Second, I must reference Mr. Plinkett’s review of The Phantom Menace and his (quite correct) assertion of what makes a good light saber duel. It’s not about the special effects and fight choreography. The prequels had that stuff in spades but their fight scenes are hollow, all flash and no substance. What makes a good light saber battle is the emotional content, the investment of both the audience and the characters in conflict. Probably the best light saber duel in the series is in Return of the Jedi. When Luke starts to go berserk on Vader, it’s all about raw emotion and the confrontation between a son and his father, not elegant fighting moves. (The one and a half light saber duels in the prequels that were memorable had this emotional kind of component, too.) I’m happy to report that The Force Awakens recognizes this core feature and provides loads of emotional involvement for any characters who cross light sabers. There’s always a lot at stake, both internally and externally.
So what’s not so good? Oh, let’s not dwell on anything negative. Seriously, it’s not perfect but it’s very good. If you haven’t seen it yet, I wouldn’t want to taint your enjoyment of it. If you have seen it and are reading this review to see my take… Well, you’ll find other reviews that point out how the plot is derivative, which is a fair assessment. When I was growing up, two-thirds of all Star Wars films involved the destruction of a massive, spherical doomsday machine, so that didn’t bother me too much. The movie’s original bits are more than able to stand on their own, but it leans unnecessarily on what has come before… But on the other hand, it was very important that this film really feel like Star Wars, so I can see why they went back to what was successful. And most criticism in this regard is directed entirely at two or three aspects of the plot. I’ve seen no one complain, for example, that the First Order/Resistance conflict is clearly a way to maintain the Empire/Rebellion dynamic from the original trilogy. (It does help that this feels relatively organic, since the First Order is like die-hard space Nazis who fled to Argentina after WWII… if they had taken over South America so they could continue the war against the Allies.) It’s worth remembering, too, that repeating or echoing important themes and tropes is simply part of the mythic structure of Star Wars. Finally, while this is my biggest complaint about the film, I do think that the setup it provides for the sequels will allow them to go anywhere they need.

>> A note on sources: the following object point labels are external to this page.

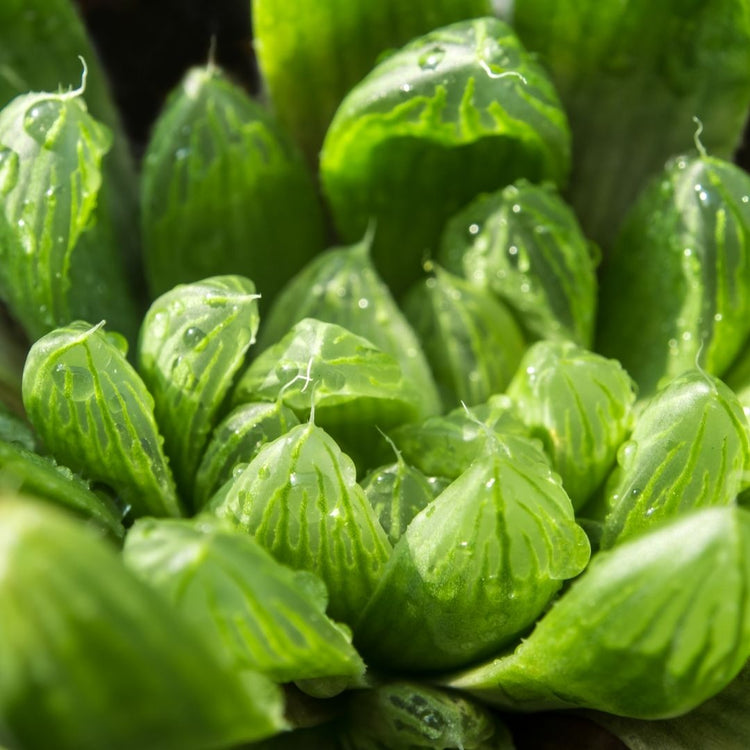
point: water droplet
(40, 119)
(432, 58)
(193, 336)
(8, 170)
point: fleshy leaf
(447, 445)
(524, 243)
(341, 286)
(397, 492)
(476, 567)
(633, 77)
(653, 628)
(262, 615)
(50, 270)
(670, 466)
(300, 500)
(404, 714)
(217, 159)
(25, 471)
(353, 386)
(90, 657)
(312, 54)
(193, 340)
(675, 289)
(460, 111)
(579, 405)
(236, 441)
(96, 416)
(471, 340)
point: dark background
(146, 46)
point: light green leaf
(476, 567)
(671, 466)
(525, 244)
(675, 289)
(448, 444)
(300, 500)
(341, 286)
(193, 340)
(90, 657)
(96, 416)
(461, 110)
(217, 159)
(236, 441)
(50, 270)
(579, 405)
(653, 628)
(258, 613)
(471, 340)
(632, 77)
(353, 386)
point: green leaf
(653, 628)
(661, 312)
(471, 340)
(236, 440)
(722, 722)
(96, 416)
(403, 714)
(476, 567)
(353, 386)
(193, 340)
(90, 657)
(397, 492)
(632, 77)
(461, 110)
(300, 500)
(671, 466)
(217, 159)
(525, 244)
(311, 54)
(260, 614)
(25, 471)
(51, 272)
(341, 286)
(579, 405)
(448, 444)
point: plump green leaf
(58, 254)
(672, 465)
(311, 54)
(90, 657)
(353, 386)
(447, 445)
(653, 628)
(341, 286)
(397, 492)
(477, 566)
(579, 405)
(217, 159)
(300, 500)
(525, 244)
(236, 441)
(96, 416)
(193, 340)
(632, 77)
(675, 289)
(404, 714)
(471, 340)
(461, 110)
(25, 471)
(262, 615)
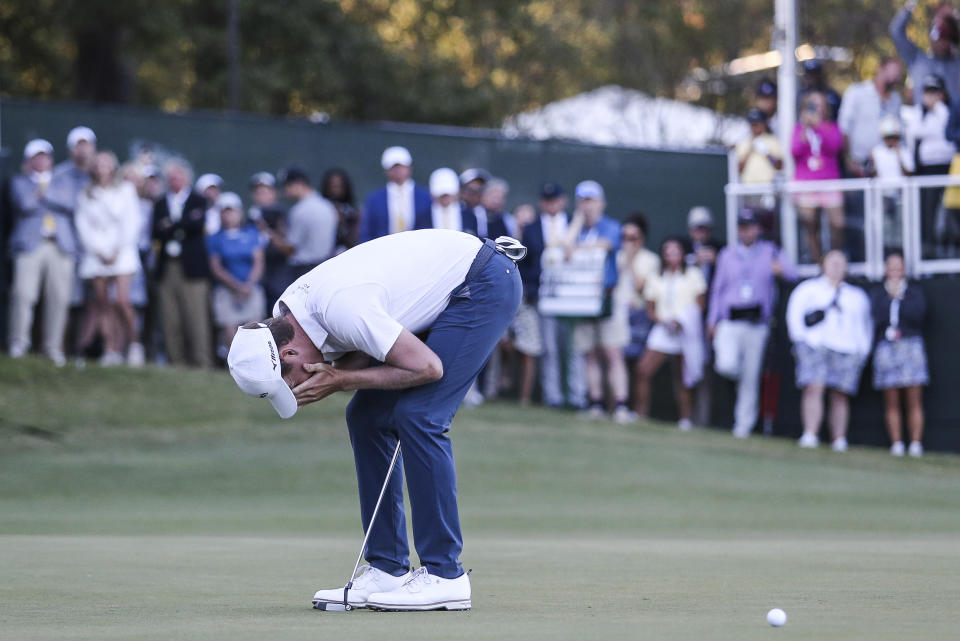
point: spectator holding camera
(816, 146)
(741, 305)
(899, 358)
(831, 327)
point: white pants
(48, 268)
(738, 354)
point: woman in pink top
(817, 144)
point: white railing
(873, 190)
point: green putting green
(161, 504)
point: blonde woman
(108, 224)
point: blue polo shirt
(609, 229)
(235, 248)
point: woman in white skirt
(108, 224)
(675, 299)
(899, 358)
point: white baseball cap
(81, 133)
(208, 180)
(254, 362)
(443, 182)
(395, 156)
(228, 200)
(699, 217)
(37, 146)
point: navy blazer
(531, 236)
(375, 221)
(188, 231)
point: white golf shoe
(366, 581)
(424, 591)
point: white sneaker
(424, 591)
(366, 581)
(809, 441)
(136, 355)
(111, 359)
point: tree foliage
(443, 61)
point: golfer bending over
(361, 311)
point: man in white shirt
(831, 327)
(361, 310)
(446, 211)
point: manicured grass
(162, 504)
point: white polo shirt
(362, 299)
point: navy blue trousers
(463, 336)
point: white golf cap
(228, 200)
(81, 133)
(699, 217)
(395, 156)
(444, 182)
(589, 189)
(254, 363)
(208, 180)
(37, 146)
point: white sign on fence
(574, 286)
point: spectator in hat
(109, 223)
(338, 189)
(925, 127)
(675, 300)
(236, 262)
(831, 328)
(601, 340)
(540, 335)
(816, 146)
(890, 159)
(865, 104)
(473, 183)
(765, 99)
(942, 59)
(183, 270)
(210, 186)
(741, 306)
(759, 158)
(43, 247)
(400, 205)
(312, 225)
(702, 247)
(271, 219)
(815, 81)
(499, 221)
(899, 357)
(446, 211)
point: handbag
(951, 195)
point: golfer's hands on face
(324, 381)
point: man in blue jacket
(400, 205)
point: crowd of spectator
(142, 262)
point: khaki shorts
(607, 333)
(228, 311)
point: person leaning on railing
(899, 358)
(816, 147)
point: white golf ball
(776, 617)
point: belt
(504, 245)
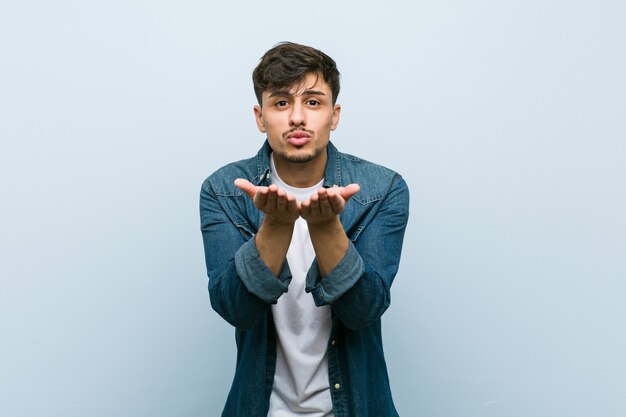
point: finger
(324, 201)
(336, 202)
(349, 191)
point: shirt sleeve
(358, 288)
(241, 287)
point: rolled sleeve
(344, 276)
(256, 276)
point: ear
(335, 120)
(258, 115)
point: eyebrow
(285, 93)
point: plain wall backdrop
(506, 118)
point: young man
(302, 243)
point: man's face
(298, 121)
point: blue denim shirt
(242, 288)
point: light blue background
(507, 119)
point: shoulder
(376, 181)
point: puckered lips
(298, 138)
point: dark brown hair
(288, 63)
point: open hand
(327, 203)
(277, 204)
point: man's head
(288, 64)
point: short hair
(288, 63)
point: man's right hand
(281, 212)
(278, 205)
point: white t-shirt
(301, 386)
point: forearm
(272, 242)
(330, 244)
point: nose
(297, 116)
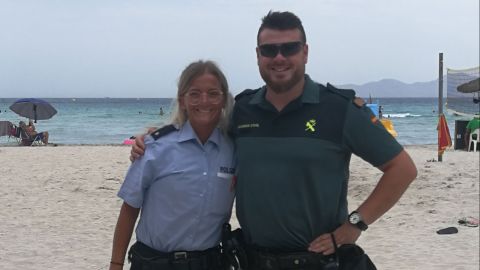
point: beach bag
(352, 257)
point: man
(294, 139)
(471, 126)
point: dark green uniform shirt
(293, 165)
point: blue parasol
(33, 108)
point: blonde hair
(191, 72)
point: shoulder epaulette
(245, 92)
(346, 93)
(163, 131)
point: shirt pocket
(223, 193)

Is it okay for the kids? Oooh, maybe not, depending upon how young or how into Star Wars they are. It’s rated PG-13. The only other Star Wars film to get that rating was the one where [SPOILERS] the protagonist of the previous two movies kills a roomful of children and gets his arms and legs cut off by his best friend. My younglings aren’t going to see it any time soon — but, then, I am still planning to spend years working them through the other films. I do feel that if you want to share your love of Star Wars with your kids, this is not what you want to start them on; the original trilogy is much more kid-friendly and it only makes sense that you lose some context by starting on Episode VII (when, you know, Episode IV makes a much better place to begin). I’d recommend seeing it yourself first and making your own decision… but if the PG-13 rating doesn’t sway you against it, it’s probably okay to take your children.
In conclusion… Why are you still reading this? Go see it!